Intimate landscapes is a series of close-up views of the ground taken during our visit to the Konya closed basin. The photographic documentation will act as the instigator for a philosophical inquiry about the act of treading over an entity that has a time scale of its own, which both reveals and conceals the processes within.
Soil Horizons, an intentional pun on the technical term, is a series of 30-second to 60-second videos shot with a hand-held phone camera from inside a minibus on the D-330 motorway cutting through the entire Central Anatolian steppe. Recorded during different times of the day and different weather conditions, this series will feature the vast expanse of industrial agricultural lands, volcanic formations, roadside spring flowers, monoculture plantations, amazing cloud formations and an almost uninterrupted flatness that eventually culminates in the steep incline of the Taurus mountains.
SOUNDCAPES
How do senses beyond vision influence land analysis? How is sound used in land analysis? How do our combined senses contribute to our understanding of spatial relationships? In what ways does this understanding offer insights about the land that visual perception alone cannot? What experience does sound provide along an exploration route with designated stop points, complementing vision?
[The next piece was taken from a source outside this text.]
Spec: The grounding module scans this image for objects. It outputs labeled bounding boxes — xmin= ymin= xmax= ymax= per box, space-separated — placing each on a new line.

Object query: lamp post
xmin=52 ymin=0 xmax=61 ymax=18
Within the scope of this research, the exploration route created in the Konya Closed Basin incorporated sound alongside vision, aiming to integrate auditory perception into analysis studies. Experiencing space solely through vision is limited to a linear perspective. However, land encompasses relationships that must be understood in all dimensions. In this context, sound addresses this limitation by providing a three-dimensional interaction.

“Traveling in Anatolia, once you look around with careful, adoptive eyes, you don’t just see the plant cover, you see beyond what is there. Anatolia does not just mean a place (a geography), it means a part of the marching time...” Hikmet Birand, Conversations with the Hawthorn Tree, 1968.